15633 – Individual submission
Advocacy is a calling, adding volume to the voiceless. Speaking as a person with a disability who has found himself working as a disability advocate, I cannot stress how fulfilling the role is. Nor can I adequately describe how vital it is to have people like me in the roles. It is not possible for anyone to adequately advocate for us without having experienced the discrimination, abuse, neglect from family, teachers, friends, employers, police, doctors and lawyers. Even as someone working with a service that is specifically empowered to advocate for people with a disability, I am singled out with some regularity for the things I struggle with because of my disability. It is all too common – people want to help until it is inconvenient, or they feel like the assistance I receive somehow makes what I do less meaningful, or too easy.

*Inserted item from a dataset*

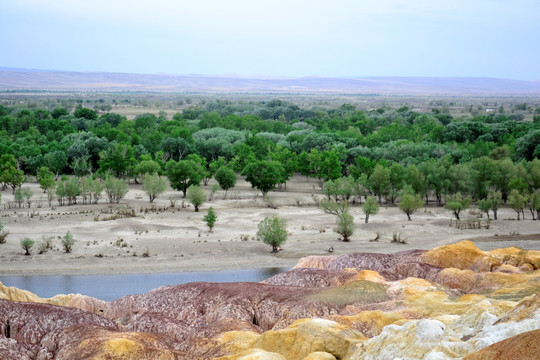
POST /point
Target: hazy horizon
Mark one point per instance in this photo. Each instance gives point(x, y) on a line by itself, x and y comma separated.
point(278, 39)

If Advocacy is allowed to slip into a quasi-case-manager/legal representation space that essentially requires all of a Health Sciences degree, Law Degree, MBA and Political Sciences in order to function, it will rip away any chance people with a disability have of even being in the conversation.
There is too much diasporic decision making in jurisdictions around Australia that are not inline with best-practice or current research.
I would like to see a national body, similar to a registration agency, that is made of people like myself with living experience of living with a disability – like a publicly funded policy think tank or similar to the human rights commission, perhaps even as an offshoot. To both oversee the provision of Advocacy for people with a disability, raising awareness of all people with a disability as well as collect the data and respond faster with recommendations than whatever is happening at the moment.